Reddit was an interesting case here. They knew that they had particularly good AI training data, and they were able to hold it hostage from the Google crawler, which was an awfully high risk play given how important Google search results are to Reddit ads, but they likely knew that Reddit search results were also really important to Google. I would love to be able to watch those negotiations on each side; what a crazy high stakes negotiation that must've been.
Say what you will, but there's a lot of good answers to real questions people have that's on Reddit. There's a whole thing where people say "oh Google search results are bad, but if you append the word 'REDDIT' to your search, you'll get the right answer." You can see that most of these agents rely pretty heavily from stuff they find on Reddit.
Of course, that's also a big reason why Google search results suggest putting glue on pizza.

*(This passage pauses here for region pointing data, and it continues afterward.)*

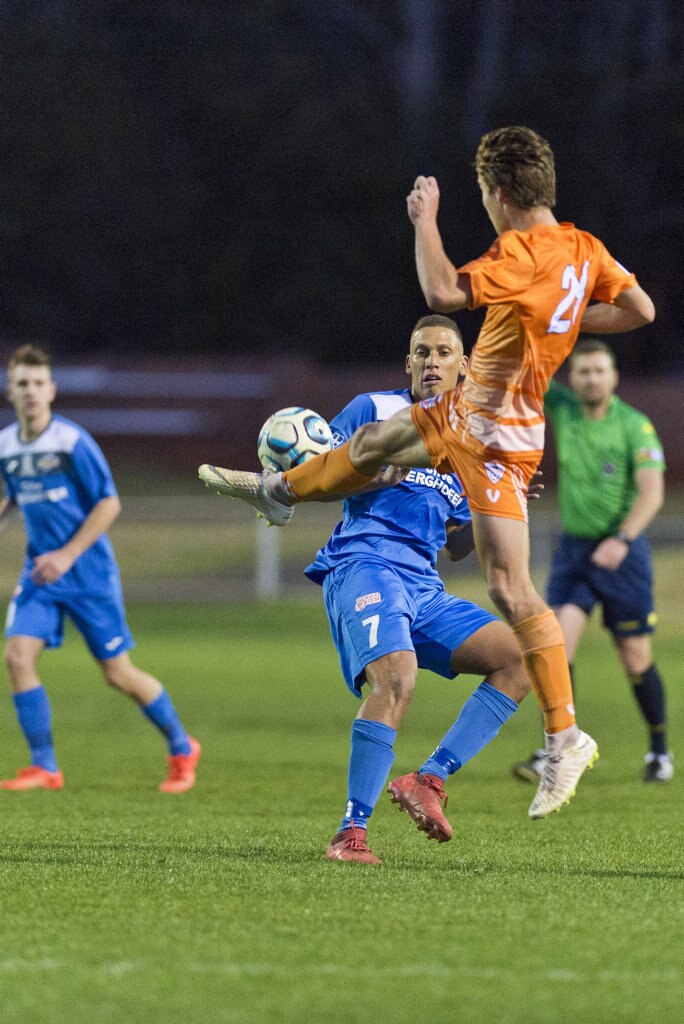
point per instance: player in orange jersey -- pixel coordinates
(536, 281)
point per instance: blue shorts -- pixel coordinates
(625, 594)
(377, 608)
(39, 611)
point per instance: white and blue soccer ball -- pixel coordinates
(291, 436)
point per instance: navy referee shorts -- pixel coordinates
(626, 595)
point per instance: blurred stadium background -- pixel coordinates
(202, 216)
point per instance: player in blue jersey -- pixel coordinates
(58, 478)
(390, 614)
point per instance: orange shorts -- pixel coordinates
(495, 482)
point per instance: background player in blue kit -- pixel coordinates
(58, 478)
(389, 612)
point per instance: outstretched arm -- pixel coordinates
(52, 564)
(632, 308)
(444, 289)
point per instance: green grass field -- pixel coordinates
(122, 905)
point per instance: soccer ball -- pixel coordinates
(291, 436)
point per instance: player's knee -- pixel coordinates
(116, 675)
(395, 688)
(18, 658)
(515, 598)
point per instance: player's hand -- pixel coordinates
(610, 553)
(50, 566)
(535, 491)
(423, 200)
(390, 475)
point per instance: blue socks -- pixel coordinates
(481, 717)
(35, 718)
(371, 759)
(162, 713)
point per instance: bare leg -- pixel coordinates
(123, 675)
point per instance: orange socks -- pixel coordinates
(541, 642)
(328, 474)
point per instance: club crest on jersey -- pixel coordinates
(495, 471)
(362, 602)
(47, 462)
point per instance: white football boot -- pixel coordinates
(251, 487)
(560, 774)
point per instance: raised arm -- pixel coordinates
(632, 308)
(444, 289)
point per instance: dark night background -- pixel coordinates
(227, 179)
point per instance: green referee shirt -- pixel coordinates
(597, 460)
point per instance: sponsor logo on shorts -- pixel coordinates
(495, 471)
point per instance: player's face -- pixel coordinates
(492, 201)
(31, 390)
(433, 361)
(593, 378)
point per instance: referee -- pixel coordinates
(610, 468)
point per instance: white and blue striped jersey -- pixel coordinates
(404, 523)
(55, 480)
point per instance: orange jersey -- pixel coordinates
(537, 285)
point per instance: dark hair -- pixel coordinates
(586, 346)
(519, 162)
(436, 320)
(29, 355)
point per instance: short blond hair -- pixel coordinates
(29, 355)
(519, 162)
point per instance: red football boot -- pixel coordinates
(181, 772)
(34, 777)
(421, 797)
(350, 845)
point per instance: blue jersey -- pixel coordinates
(404, 524)
(55, 480)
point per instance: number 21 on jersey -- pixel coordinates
(574, 289)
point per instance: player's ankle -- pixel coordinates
(556, 741)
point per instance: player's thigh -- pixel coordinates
(442, 625)
(503, 548)
(627, 593)
(569, 586)
(396, 439)
(635, 652)
(100, 619)
(370, 613)
(34, 611)
(572, 621)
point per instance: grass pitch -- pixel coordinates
(120, 904)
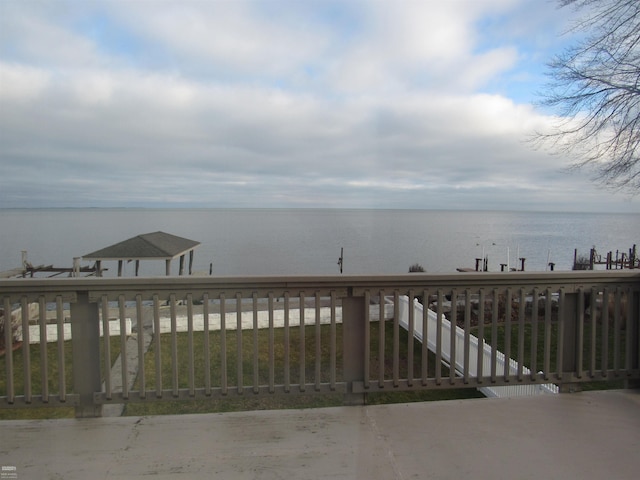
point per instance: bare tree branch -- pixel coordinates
(595, 87)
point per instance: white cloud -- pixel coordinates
(19, 83)
(257, 104)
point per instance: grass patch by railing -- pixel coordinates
(267, 402)
(53, 375)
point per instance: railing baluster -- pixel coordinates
(123, 347)
(157, 345)
(62, 380)
(367, 338)
(26, 350)
(593, 326)
(604, 318)
(192, 373)
(8, 341)
(272, 359)
(481, 320)
(580, 334)
(453, 336)
(174, 345)
(332, 346)
(223, 345)
(534, 334)
(616, 333)
(396, 338)
(106, 341)
(439, 339)
(206, 345)
(287, 353)
(547, 333)
(256, 377)
(142, 388)
(44, 364)
(239, 372)
(381, 342)
(302, 357)
(507, 333)
(629, 331)
(467, 334)
(494, 334)
(562, 308)
(425, 338)
(411, 331)
(521, 328)
(318, 339)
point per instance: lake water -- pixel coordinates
(308, 241)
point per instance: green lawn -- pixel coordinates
(53, 375)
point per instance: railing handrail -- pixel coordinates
(320, 282)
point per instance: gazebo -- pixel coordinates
(149, 246)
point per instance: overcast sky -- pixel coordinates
(270, 103)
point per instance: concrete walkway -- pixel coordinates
(593, 435)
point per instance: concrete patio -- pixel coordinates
(589, 435)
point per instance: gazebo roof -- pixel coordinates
(156, 245)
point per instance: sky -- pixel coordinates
(284, 103)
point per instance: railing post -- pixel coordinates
(353, 325)
(85, 334)
(569, 342)
(633, 330)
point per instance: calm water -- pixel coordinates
(297, 241)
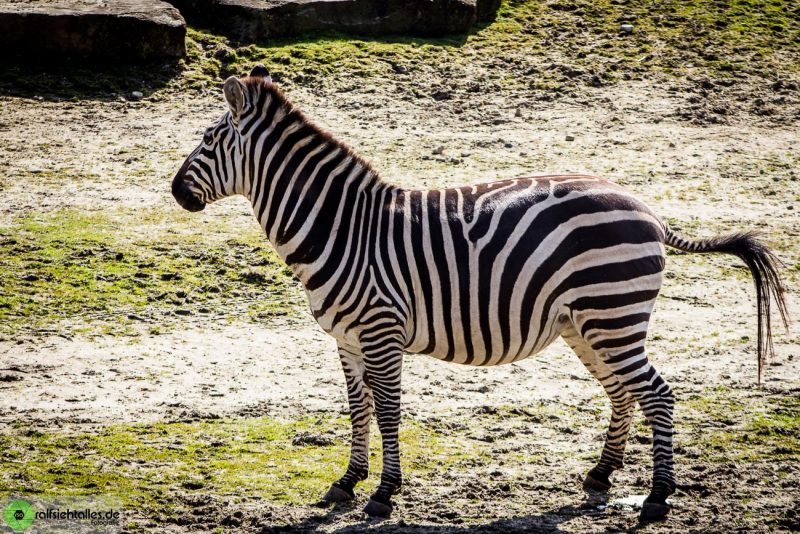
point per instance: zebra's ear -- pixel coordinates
(234, 95)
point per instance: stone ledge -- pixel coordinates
(95, 30)
(253, 20)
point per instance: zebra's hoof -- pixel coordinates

This is an underrated comment. Yes it's a big advantage and probably a measurable pain point for Anthropic and OpenAI. In fact you could just do a 1% survey of robots.txt out there and get a reasonable picture. Maybe a fun project for an HN'er.
This is right on. I work for a company with somewhat of a data moat and AI aspirations. We spend a lot of time blocking everyone's bots except for Google. We have people whose entire job is it to make it faster for Google to access our data. We exist because Google accesses our data. We can't not let them have it.